The stated goals were these: reshape its portfolio, deliver outstanding launches, sustain innovation in R&D, simplify the organization. And, in all of that, zero in on areas where Sanofi can lead, which it tagged as rare diseases, vaccines, emerging markets, and cardiovascular and diabetes.

At year’s end, Brandicourt was able to say that Sanofi did better than expected; its vaccines sales soared, its diabetes unit actually grew by 1.9%, and its oral MS drug Aubagio got some market traction, zooming ahead by almost 50% to €1.295 billion.

Along the way, the company kept some promises. It struck a deal to trade off its animal health business, Merial, to Boehringer Ingelheim in return for the German drugmaker’s consumer health unit. It jumped into big deal shopping—if unsuccessfully—with forays toward Medivation, eventually nabbed by Pfizer for $14 billion, and Actelion, which struck a year-end deal with Johnson & Johnson for $30 billion-plus.

Plus, Sanofi cut jobs and costs, including 500 jobs squeezed out in France and a reported 20% of its diabetes workforce pared away in December. It made moves toward “streamlining” its manufacturing network, and boosted its margins a bit in the process, the company said in its annual securities filing in the U.S. In its 2016 earnings release, the company credited cost savings for boosting earnings.

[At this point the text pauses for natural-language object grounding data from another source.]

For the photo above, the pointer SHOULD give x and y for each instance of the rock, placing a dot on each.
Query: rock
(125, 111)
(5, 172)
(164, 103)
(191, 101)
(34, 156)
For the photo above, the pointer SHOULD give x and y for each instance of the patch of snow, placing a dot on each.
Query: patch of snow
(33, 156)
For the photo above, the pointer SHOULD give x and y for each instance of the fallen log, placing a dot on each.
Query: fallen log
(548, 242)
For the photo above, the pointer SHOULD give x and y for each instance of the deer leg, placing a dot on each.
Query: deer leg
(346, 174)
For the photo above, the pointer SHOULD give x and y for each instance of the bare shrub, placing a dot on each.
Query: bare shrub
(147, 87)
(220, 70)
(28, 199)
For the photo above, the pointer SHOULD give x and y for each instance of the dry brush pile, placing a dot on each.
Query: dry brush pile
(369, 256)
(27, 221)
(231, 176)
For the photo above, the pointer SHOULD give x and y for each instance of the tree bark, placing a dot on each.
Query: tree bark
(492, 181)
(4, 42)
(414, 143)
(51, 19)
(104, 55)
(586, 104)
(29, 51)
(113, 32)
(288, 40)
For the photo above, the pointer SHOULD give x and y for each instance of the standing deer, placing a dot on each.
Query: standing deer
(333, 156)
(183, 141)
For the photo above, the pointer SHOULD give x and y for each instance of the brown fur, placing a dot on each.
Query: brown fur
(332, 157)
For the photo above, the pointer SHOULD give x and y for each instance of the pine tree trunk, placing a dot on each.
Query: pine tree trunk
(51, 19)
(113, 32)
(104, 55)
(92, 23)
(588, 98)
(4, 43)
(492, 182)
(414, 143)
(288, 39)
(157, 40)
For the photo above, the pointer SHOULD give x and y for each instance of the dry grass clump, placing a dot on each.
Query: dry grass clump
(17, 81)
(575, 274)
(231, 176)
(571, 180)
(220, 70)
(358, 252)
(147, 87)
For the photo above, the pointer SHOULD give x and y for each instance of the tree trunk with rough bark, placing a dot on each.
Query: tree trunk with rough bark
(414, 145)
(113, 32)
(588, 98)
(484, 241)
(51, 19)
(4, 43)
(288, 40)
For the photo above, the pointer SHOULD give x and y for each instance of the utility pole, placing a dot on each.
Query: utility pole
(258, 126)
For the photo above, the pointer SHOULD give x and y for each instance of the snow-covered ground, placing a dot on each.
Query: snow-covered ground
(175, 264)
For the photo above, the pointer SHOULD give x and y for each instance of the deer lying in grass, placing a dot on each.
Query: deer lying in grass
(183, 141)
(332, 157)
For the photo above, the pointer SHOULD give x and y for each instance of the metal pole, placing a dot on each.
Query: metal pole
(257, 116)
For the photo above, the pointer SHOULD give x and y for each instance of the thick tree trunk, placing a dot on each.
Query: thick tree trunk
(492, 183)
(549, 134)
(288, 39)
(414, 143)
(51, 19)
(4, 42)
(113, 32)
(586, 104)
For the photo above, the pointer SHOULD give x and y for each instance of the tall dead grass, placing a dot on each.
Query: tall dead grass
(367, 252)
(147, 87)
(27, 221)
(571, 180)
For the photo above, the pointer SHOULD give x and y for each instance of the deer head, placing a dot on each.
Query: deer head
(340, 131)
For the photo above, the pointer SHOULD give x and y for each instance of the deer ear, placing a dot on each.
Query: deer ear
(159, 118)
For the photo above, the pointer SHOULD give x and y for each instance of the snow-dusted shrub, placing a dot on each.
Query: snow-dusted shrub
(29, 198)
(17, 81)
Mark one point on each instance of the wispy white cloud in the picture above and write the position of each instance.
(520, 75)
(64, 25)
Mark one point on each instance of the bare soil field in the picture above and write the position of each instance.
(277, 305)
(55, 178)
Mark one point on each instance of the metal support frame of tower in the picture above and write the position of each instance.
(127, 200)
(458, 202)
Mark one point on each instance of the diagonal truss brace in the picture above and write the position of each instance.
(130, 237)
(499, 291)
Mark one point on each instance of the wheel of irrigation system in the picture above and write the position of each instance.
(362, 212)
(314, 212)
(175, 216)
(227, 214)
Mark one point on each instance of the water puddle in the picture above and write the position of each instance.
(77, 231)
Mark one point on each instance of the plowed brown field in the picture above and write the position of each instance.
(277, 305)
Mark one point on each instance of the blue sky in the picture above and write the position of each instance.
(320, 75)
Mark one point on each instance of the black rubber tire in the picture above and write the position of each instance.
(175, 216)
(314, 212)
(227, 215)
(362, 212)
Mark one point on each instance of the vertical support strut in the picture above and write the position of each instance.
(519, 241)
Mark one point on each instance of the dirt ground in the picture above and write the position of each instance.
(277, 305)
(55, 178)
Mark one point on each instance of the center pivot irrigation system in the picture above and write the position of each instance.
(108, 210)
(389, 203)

But the company fell short in the “outstanding launches” category, partly because its PCSK9 cholesterol drug, Praluent, has struggled to win favorable reimbursement from payers. Prior authorization hurdles and some skepticism among doctors have held back the drug, sold in partnership with Regeneron, and now a hard-fought patent case against rival Amgen could push it off the market altogether.

Or take Dengvaxia, Sanofi’s dengue vaccine that won approval in December 2015. The jab brought in just €55 million last year, far short of its €200 million forecast, thanks to political and economic turmoil in Latin America.

And then there is the launch that didn’t happen as scheduled: sarilumab, for rheumatoid arthritis, now dubbed Kevzara. Also partnered with Regeneron, the drug failed to win the FDA nod on its October decision date, thanks to “manufacturing deficiencies” at a Sanofi fill-finish facility.

Sanofi isn’t looking for big changes in 2017, execs said during the company’s fourth-quarter earnings call. Despite biosimilar competition for its biggest drug, the basal insulin Lantus, the company figures earnings will be stable or decline by up to 3%. Much is riding on the Praluent patent fight, now in the appeals phase at the U.S. Circuit Court in Washington, D.C., and on the hoped-for launches of Kevzara and Dupixent, the atopic dermatitis drug set to be produced at the same plant as Kevzara.

Will those launches deliver as hoped? Will the Boehringer swap jump-start consumer health growth? How will newer diabetes meds—including the recent launch Soliqua—fare as payers continue their squeeze? Obviously, plenty of questions remain.